Perlu diketahui, sinkhole adalah fenomena munculnya sebuah lubang besar yang terjadi karena pengikisan air yang terjadi ke dalam tanah.

Berlanjut pada Rabu (8/1), warga Desa Purwodadi, Kecamatan Tepus, Gunungkidul, dikejutkan oleh munculnya rekahan tanah sepanjang 16 meter. Rekahan yang berada di belakang rumah salah seorang warga itu mengalirkan lumpur dan menutup jalan Dusun Kenis.


Berjarak sekitar 10 meter dari rekahan tersebut tampak lubang menganga. Lubang itu berdiameter sekitar 2 meter dan kedalaman sekitar 3 meter.

"Ini baru pertama kali terjadi. Jadi, kejadian yang pertama," kata Camat Tepus, Alsito.

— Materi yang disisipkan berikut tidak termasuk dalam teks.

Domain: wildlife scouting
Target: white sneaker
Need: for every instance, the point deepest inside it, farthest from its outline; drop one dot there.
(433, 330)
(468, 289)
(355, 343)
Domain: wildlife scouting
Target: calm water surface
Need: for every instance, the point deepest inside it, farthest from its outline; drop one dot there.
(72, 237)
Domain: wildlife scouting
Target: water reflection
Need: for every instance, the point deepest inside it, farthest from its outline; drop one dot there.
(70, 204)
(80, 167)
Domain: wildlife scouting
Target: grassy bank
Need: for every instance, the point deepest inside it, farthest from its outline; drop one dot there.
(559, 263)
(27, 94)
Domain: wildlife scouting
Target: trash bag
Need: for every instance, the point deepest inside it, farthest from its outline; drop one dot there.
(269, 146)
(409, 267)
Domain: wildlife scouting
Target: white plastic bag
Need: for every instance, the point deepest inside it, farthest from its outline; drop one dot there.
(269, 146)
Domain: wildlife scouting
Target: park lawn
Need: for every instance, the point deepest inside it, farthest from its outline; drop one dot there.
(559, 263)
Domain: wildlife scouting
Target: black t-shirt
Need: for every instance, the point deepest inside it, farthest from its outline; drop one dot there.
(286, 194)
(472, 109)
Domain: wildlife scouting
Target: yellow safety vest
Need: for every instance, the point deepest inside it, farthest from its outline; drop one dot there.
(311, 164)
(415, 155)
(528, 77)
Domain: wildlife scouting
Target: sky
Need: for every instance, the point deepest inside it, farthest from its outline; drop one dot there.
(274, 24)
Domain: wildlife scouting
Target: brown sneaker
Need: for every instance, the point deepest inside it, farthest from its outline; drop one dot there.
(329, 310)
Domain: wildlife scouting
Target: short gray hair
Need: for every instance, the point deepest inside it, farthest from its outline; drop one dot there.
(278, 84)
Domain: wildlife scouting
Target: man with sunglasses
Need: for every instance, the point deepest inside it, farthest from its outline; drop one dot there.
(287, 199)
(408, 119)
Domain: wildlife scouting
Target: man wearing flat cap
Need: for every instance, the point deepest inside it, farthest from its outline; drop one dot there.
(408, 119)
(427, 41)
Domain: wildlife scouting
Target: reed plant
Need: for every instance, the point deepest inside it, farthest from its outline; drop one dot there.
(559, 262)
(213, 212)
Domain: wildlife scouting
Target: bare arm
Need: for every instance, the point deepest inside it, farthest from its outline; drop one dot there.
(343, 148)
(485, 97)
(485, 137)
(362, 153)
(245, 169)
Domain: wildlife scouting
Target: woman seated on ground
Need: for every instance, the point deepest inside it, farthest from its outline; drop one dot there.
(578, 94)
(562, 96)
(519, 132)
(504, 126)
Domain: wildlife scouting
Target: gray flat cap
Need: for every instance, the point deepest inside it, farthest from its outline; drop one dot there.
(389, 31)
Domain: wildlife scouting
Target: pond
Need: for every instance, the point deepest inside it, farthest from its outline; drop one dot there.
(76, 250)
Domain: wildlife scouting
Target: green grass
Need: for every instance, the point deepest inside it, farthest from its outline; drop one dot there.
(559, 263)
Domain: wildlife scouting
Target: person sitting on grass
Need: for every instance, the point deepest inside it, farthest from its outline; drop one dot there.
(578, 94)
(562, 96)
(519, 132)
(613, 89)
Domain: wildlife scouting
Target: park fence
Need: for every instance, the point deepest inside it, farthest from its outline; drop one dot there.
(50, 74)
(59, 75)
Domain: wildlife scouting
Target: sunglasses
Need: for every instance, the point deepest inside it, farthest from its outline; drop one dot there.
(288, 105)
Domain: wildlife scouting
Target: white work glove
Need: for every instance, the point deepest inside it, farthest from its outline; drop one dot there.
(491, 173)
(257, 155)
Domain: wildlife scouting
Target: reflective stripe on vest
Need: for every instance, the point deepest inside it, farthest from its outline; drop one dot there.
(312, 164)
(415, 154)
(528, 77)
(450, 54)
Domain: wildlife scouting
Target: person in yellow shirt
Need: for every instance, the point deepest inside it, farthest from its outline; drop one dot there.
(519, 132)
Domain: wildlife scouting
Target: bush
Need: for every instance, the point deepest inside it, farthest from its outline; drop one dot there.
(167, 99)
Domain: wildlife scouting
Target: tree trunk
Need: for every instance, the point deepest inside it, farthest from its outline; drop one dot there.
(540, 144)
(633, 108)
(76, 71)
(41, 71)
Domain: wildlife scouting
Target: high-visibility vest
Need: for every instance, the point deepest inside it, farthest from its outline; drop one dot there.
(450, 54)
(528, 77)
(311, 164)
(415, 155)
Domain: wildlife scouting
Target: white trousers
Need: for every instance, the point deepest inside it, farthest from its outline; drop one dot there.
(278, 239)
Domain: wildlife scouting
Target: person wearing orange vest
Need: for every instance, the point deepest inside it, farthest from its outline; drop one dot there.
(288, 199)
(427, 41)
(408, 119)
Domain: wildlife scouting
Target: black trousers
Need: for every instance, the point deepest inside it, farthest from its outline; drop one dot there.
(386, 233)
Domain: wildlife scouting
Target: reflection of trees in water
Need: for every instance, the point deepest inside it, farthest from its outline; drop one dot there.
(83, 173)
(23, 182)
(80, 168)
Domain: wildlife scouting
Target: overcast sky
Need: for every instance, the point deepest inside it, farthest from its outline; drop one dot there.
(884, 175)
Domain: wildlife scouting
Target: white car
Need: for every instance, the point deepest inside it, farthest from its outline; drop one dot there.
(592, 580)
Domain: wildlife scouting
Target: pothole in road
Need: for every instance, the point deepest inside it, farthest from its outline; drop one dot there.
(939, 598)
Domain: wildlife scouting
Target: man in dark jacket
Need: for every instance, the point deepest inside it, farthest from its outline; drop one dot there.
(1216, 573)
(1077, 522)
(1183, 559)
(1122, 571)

Selanjutnya dari Kabupaten Sleman, DIY, guru SD berinisial S (48) harus berurusan dengan polisi. S yang notabene aparatur sipil negara (ASN) di bawah Dinas Pendidikan Sleman disangka mencabuli belasan siswinya. Kini S ditahan polisi Sleman.

"Penetapan tersangkanya (S) tanggal 8 Desember 2019," kata Kanit Perlindungan Perempuan dan Anak (PPA) Polres Sleman Iptu Bowo Susilo di Mapolres Sleman, Selasa (7/1/2020).


Pelapor tak terima putrinya mendapatkan perlakuan tak senonoh dari S saat mengikuti perkemahan pada Agustus 2019 lalu. Perbuatan itu dilakukan S di tenda yang ditempati korban di malam hari.

Berdasarkan hasil penelusuran polisi, S yang memiliki istri dan anak itu juga pernah melakukan aksinya di sekolah. Ia berbuat tak senonoh dengan berdalih mengajarkan organ reproduksi di UKS. Polisi menduga ada 12 siswi SD yang menjadi korban pencabulan S.